Fire, magical thinking, and art

Duncan Maxwell said from Redwoood Elementary School, a couple miles north of Boulder Creek, [the fire] “looks like a mushroom cloud.”
Santa Cruz Sentinel, Thursday, June 12, 2008.

I often read the newspaper, or consider the experience I am in the middle of, and think “In the movie…” As in, “In the movie about the end of the Bush administration, there are fires everywhere, and the people losing their homes to fifty foot high wildfires storming across fire lines drive to evacuation areas, passing on the way people who lost their homes to the invisible fires of late capitalism, the sub prime mortgage fiasco, the concentration of capital in the hands of fewer mammoth companies.” Cue music. More and more I feel myself slipping back into what I used to consider “floating poet” mode, in which reality keeps providing metaphors, synecdoche, narratives alive in contrast and image. And in fact that is what we are all faces with in late modernity, managing all this information coming at us from all angles as we also manage increasingly complex, even chaotic and frenetic lives. Which, if you think about it, is another one of those damn similes. Staying sane, imagining ways forward, is similar to gathering the fragments Picasso used in his collages, or seeing from the multiple perspectives of cubism or futurism, and finding a way to continue to make art, make lives, that never cease to question the inevitability of current evils, that continue to dare to believe in an unwritten future, that are always beginning to write that future with their largest and least actions.

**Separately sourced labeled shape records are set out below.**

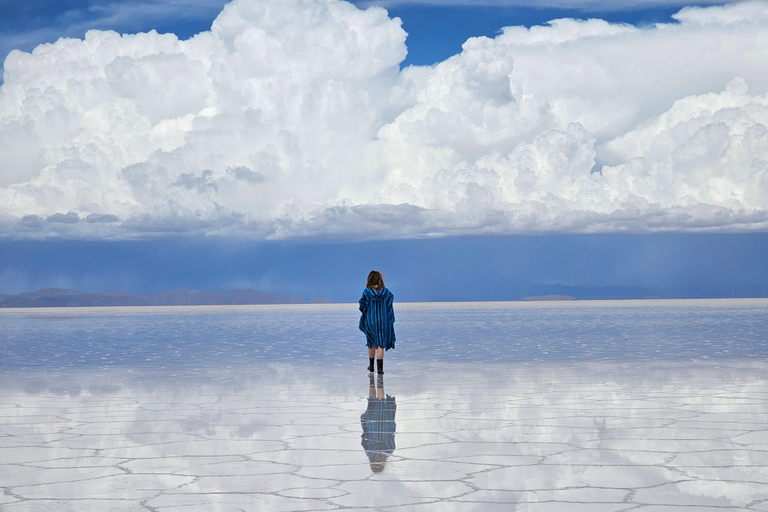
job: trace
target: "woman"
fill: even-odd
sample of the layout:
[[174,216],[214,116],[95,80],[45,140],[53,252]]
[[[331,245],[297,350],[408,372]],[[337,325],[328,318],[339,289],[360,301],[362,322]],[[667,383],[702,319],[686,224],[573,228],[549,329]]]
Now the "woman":
[[373,372],[373,358],[379,374],[384,373],[384,351],[395,348],[395,296],[384,286],[378,270],[368,273],[368,281],[360,298],[360,325],[368,347],[368,371]]

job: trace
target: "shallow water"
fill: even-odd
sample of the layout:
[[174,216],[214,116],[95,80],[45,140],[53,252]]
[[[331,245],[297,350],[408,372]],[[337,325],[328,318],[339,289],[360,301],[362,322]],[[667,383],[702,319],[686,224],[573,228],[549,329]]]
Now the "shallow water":
[[[397,304],[399,361],[768,356],[768,299]],[[357,361],[356,305],[0,310],[0,368]]]
[[768,510],[766,306],[2,311],[0,511]]

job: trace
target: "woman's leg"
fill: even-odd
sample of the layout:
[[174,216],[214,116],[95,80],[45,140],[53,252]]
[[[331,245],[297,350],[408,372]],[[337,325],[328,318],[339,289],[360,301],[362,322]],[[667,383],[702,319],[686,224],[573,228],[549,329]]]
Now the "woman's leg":
[[376,351],[376,369],[379,374],[384,373],[384,349],[381,347]]
[[376,355],[376,347],[371,346],[371,348],[368,349],[368,371],[370,373],[373,373],[373,358]]

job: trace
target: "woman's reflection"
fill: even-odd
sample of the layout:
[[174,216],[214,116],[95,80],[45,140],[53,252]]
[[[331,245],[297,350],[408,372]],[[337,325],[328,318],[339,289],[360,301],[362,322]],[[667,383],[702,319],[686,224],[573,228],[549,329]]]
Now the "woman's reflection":
[[[369,376],[368,409],[360,416],[363,449],[371,462],[371,471],[381,473],[387,457],[395,451],[395,397],[384,395],[384,375],[374,381]],[[378,388],[376,387],[378,384]]]

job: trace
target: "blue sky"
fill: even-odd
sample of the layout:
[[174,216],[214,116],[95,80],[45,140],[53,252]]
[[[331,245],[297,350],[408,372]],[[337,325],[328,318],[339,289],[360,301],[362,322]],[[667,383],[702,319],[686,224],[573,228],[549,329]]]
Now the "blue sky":
[[768,293],[768,3],[225,4],[0,0],[3,56],[178,38],[6,63],[0,293]]
[[[90,29],[120,33],[172,32],[186,39],[210,29],[226,0],[98,1],[31,0],[0,2],[0,55],[13,49],[31,51],[59,37],[82,38]],[[671,15],[686,5],[713,2],[354,2],[384,5],[403,21],[408,32],[408,57],[403,65],[434,64],[461,51],[470,37],[495,36],[501,27],[532,26],[552,19],[577,17],[646,25],[672,21]],[[446,3],[448,5],[446,5]],[[570,7],[552,7],[548,3]],[[501,5],[498,5],[501,4]],[[506,5],[505,5],[506,4]]]

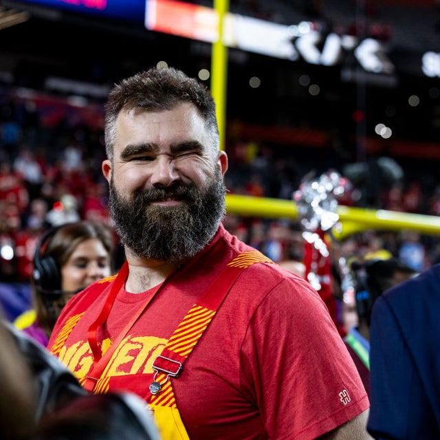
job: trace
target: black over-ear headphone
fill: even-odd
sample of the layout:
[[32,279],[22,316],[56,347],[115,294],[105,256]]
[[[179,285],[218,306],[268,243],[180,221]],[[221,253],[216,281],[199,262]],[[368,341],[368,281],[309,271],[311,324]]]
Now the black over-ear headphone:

I was driving a couple days ago listening to KPIG, the eclectic local radio station that specializes in hog noises, an often-irreverent DJ lineup, and songs not on the top forty, but more the back forty, of the musical ranch. An ad came on for a company that told me I had done it all, had the kids and house, had the sailboat, life was good, but what about my future? Would I continue to sail calmly, or…I was in stop and go traffic, and was clearly not the target demographic, but waited patiently through the metaphor to the end, where I was in a safe harbor with a bank that would take care of my retirement and investment needs, apparently while shining my shoes and serving me a tall cold drink with an umbrella in it every afternoon after fetching the paper. I punched the button and immediately listened to a story about Darfur, where a man had borrowed his relatives’ portion of food to tide him over, but was then stiffed with his ration of rice and now was caught between the demands of his hungry children and his relatives, themselves living one handout at a time. I looked up at the traffic, the cars in line, each one smoking a petroleum cigar, some with huge bodies in glistening red or black, tires the size of millstones. I blanked on the actual vision through the glass, and instead saw a series of images: corn made into biofuels, corn prices going up, food shortages and crises all over the globe, massive population destabilization, aid workers watching as a line forms, some refugees, some militiamen just back from machine gunning refugees and villagers across the border…the light changed and people turned left, right, turned in U’s back the direction they came, flowed forward toward the temples of consumption past the mostly invisible people and systems and structures that keep everything from completely going under.

We just had a huge fire here in Santa Cruz, three weeks ago.  4,270 acres off Summit Road, 35 homes burned. It was horrible, inevitable perhaps, fuel that had lain there for fifty, seventy-five, a hundred years went up, potential turned into thermal energy. For the people who suffered through it, it was an apocalypse; for others, it was a very interesting news item for some days, but less and less compelling perhaps unless you knew someone, knew some ones, who had experienced it first hand.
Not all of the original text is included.